Don’t think I’m abandoning you.

“How early is that?” she asked, momentarily lost in thought.

“Can you handle six thirty?”

“Umm, better make it seven, and Michael …”

“Yeah?”

“Thanks. I could hear the excitement in my dad’s voice. I think he’s really happy.”

“Lots of people are happy this week, Emma.”

Emma said good-bye and punched the red button, shutting off her phone. The last few minutes of daylight were still present in the sky to enjoy.

“Lots of people are happy this week,” he’d told her.

“Yes, and I’m one of them,” she said out loud, feeling good about the life that was hers to live, feeling blessed to have her father still in it.

Emma drove in the dark, thinking back over her day, recalling the elegant lunch at Christina’s house. She was surprised at how easily they’d fallen back into their friendship. That was true with Samantha, too. Maybe things weren’t as broken as they’d seemed. Perhaps everything would be sorted out in a matter of days and Emma could fly back to Boston knowing all issues past and present had been solved.

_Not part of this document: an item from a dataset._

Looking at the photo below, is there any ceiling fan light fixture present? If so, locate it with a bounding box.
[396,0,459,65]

Over a distant hill, two white pinpoints of light pierced the dimming twilight. They approached Emma on the opposite side of the two-lane road.

Emma’s cell phone rang again. This time she answered it without checking the caller ID.

“Yes?”

“Emma? Robert Adler.”

“Hi,” she said, still not used to bouncing back and forth between two disparate worlds.

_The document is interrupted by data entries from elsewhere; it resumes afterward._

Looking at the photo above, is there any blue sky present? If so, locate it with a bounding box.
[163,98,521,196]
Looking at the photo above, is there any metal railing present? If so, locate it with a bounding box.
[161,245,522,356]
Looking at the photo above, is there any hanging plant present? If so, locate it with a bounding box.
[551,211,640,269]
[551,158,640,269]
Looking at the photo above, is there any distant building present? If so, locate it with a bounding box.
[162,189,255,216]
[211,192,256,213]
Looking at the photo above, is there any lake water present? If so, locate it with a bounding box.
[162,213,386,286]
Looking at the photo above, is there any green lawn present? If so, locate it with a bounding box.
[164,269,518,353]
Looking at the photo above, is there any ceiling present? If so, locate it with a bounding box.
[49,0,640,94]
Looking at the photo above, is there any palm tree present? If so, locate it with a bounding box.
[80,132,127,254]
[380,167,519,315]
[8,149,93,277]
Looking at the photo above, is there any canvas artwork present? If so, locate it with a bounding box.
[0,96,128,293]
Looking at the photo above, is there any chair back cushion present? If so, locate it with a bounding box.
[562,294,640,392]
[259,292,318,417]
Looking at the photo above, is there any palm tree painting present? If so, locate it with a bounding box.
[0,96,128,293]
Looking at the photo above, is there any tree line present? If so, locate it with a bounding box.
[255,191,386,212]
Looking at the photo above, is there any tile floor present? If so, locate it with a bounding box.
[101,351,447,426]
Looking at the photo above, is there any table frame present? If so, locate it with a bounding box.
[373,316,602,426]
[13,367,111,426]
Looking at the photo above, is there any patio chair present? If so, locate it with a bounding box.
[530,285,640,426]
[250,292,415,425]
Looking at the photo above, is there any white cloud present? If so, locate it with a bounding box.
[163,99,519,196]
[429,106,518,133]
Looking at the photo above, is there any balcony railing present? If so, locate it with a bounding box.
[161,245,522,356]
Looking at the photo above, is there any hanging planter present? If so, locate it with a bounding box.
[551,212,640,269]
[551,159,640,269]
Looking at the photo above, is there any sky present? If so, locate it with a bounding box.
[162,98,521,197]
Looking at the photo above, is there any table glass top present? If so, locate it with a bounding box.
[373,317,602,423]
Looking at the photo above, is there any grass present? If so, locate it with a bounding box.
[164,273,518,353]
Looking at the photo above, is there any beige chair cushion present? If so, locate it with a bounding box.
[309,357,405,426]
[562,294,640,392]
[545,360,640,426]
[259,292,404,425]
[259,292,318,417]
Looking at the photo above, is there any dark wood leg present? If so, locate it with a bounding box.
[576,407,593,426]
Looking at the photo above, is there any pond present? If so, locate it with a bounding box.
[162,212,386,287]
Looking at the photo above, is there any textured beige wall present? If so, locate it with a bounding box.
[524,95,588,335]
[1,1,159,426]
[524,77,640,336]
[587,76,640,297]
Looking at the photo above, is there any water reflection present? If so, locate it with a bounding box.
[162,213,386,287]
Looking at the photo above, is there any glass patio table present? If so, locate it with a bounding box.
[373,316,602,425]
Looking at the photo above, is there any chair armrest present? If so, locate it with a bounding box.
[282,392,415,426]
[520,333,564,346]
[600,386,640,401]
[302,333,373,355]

“How is everything down there? How’s your dad?”

“He’s doing better. He’s out of the hospital and home now,” Emma said, switching gears from Juneberry cordiality to the hare-footed pace of an East Coast law firm.

“That’s exactly what I wanted to hear. When do you expect to depart for Boston?”

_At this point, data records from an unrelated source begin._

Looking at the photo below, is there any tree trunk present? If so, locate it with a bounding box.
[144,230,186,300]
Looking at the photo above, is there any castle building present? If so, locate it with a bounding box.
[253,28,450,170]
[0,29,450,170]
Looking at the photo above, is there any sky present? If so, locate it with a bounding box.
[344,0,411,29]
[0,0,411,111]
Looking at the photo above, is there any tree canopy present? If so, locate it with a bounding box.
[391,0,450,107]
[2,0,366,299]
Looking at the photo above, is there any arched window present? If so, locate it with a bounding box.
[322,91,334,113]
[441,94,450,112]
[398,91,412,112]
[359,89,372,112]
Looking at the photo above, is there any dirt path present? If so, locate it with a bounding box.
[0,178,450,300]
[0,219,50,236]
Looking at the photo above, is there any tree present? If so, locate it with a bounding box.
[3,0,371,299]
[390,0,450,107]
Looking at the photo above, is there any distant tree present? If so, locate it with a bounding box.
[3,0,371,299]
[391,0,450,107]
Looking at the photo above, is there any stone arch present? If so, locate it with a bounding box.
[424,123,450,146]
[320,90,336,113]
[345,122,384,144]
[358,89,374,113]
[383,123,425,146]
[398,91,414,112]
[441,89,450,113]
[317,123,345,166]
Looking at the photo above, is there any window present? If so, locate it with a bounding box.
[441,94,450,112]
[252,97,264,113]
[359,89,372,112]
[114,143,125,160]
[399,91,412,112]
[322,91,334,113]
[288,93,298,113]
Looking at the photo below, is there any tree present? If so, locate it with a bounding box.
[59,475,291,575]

Emma hesitated. The dark car in the opposite lane drew closer. Its headlights were set on high beams and gave off a bluish tint, so bright they were blinding.

“Robert, I’m not sure yet. Things are progressing as fast as can be expected, but there’s still more I need to do.”

On the narrow strip of SC59, the mysterious car swerved dangerously close to Emma. She pulled the steering wheel to the right until her tires left spun in the loose gravel of the shoulder. The other car passed close enough that Emma could have seen the driver were it not for the tinted windows.

“Hmm,” Adler said. “I thought we’d agreed you’d be here by Friday. Maybe the details have been lost in translation this week, but the meeting with John Tenet of Northeast Federal is a go. John’s on the verge of changing their company’s representation. It’s about a two-million-dollar contract.”

“He’s coming into the office?”

“Yes, and I very much need you to be at this meeting. The backstory is Tenet called within twenty-four hours of your Interscope victory; that wasn’t coincidental. He and I have been discussing business over dinners and cigars for a year, but his call on Tuesday was unexpected. He’d like to meet you. They have a lot on their plate right now and they think we’re just what they need.”

Emma felt a sudden, sharp anxiety. Her pulse had already quickened because of the close call with the speeding car.

“Isn’t there any way we can meet next week?” Emma asked. It seemed a reasonable enough request given the distance she’d traveled, the importance of her father’s health, and the loyalty she’d exhibited to the firm over the past nine years.

“Not with John Tenet. He sets when a meeting is going to take place. That time he’s set is this Friday at twelve thirty Eastern time. That’s why I’m going to ask Helen to charter a corporate jet to fly you out of Columbia tomorrow. That will help avoid any delays.”

“Robert, I came home to help my dad get back on his feet. He’s not totally there yet.”

“I really don’t want to rush you, Emma, but Northeast Federal is more than just a new client. As we’ve discussed, they’re a gateway to a whole new world of corporate litigation for us. You said your dad’s doing better. It’s time for you to get back to work.”